Anarchy Online is the story of a Omni-Tek, a giant, megalomaniacal, universe-spanning company that tries to enslave millions of citizens by trapping them in building geometry and erecting invisible forcefields which keep them from ever passing through doors or leaving through the gates of their cities. Since this is "the future," Omni-Tek is able to warp space and time, making their entire city slow down to one frame a second, shrewdly trapping their citizens in and their enemies out. This humongous company is opposed by a large number of non-sentient, semi-permeable rebels who attack their citizens by embedding themselves in walls and punching their enemies from miles away. When Omni-Tek is feeling particularly evil (and their quest generating machines are functioning), they issue "missions" to their citizens, offering cash rewards and fabulous prizes in exchange for fixing one of their 19 million sabotaged radar dishes or highly futuristic computer devices, all of which are transparent globes sitting on a restroom or stocking room floor. 

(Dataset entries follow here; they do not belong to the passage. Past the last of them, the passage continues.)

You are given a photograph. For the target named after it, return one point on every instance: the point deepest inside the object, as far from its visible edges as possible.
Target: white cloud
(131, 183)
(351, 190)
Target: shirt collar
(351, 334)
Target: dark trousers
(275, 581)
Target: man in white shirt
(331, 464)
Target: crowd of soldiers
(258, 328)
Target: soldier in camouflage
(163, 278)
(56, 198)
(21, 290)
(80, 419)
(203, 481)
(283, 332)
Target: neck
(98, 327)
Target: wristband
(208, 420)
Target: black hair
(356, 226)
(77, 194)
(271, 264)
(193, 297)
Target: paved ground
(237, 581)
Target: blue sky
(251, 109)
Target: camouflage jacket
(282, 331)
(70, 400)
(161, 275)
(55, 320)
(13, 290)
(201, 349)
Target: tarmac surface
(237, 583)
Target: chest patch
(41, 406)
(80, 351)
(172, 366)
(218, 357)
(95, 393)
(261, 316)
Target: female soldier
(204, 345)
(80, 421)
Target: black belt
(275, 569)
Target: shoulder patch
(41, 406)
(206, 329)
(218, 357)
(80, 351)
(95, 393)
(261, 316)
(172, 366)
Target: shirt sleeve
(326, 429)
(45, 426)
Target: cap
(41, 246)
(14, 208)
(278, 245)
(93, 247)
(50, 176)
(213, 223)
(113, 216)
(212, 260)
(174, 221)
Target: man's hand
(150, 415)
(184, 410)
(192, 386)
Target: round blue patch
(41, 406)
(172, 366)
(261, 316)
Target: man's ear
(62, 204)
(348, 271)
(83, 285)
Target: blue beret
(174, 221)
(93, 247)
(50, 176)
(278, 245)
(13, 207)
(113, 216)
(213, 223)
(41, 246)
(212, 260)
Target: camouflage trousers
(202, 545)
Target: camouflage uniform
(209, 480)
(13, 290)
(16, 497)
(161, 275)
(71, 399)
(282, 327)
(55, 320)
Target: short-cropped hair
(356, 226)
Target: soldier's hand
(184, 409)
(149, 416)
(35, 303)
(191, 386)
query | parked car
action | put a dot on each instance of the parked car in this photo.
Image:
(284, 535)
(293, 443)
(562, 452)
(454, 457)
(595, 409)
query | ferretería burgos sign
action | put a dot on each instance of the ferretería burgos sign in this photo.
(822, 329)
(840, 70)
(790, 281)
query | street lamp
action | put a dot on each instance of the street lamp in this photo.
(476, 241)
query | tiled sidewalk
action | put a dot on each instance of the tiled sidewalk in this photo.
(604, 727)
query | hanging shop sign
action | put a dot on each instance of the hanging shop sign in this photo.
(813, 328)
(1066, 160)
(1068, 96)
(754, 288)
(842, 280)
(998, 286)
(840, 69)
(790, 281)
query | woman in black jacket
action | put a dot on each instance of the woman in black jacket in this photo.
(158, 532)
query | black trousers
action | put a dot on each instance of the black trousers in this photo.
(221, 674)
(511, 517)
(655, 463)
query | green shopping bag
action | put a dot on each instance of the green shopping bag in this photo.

These extremely vital and important machines are always located in Omni-1's most run-down and decrepit crackhouses (of the FUTURE!) and are protected by nefarious rebels who lurk inside walls and are impossible to fight back against since they use what I assume is very advanced wall-morphing technology (of the FUTURE!). Most of these enemies can often be outsmarted by employing an ingenuous battle tactic known as "walking to another room," which makes it nearly impossible for them to track you down unless they are currently punching you from inside a wall twelve football fields away. Omni-Tek has been trying to reproduce this "semi-permeable wall-penetrating" warfare technology for their own gain but have not been able to so far, instead causing horrible failures such as "floors which make you fall through and get stuck inside" and "buildings that don't really seem to exist." Loyal residents of Omni-1 routinely fall prey to these failed experiments, dropping through what seems to be solid ground and finding themselves lodged inside buildings and world geometry, left with no solution but to page a GM or commit suicide. Since the names of all responsive Anarchy Online GMs can be comfortably listed on the back of a piece of fortune cookie paper, suicide is the only true option in this situation.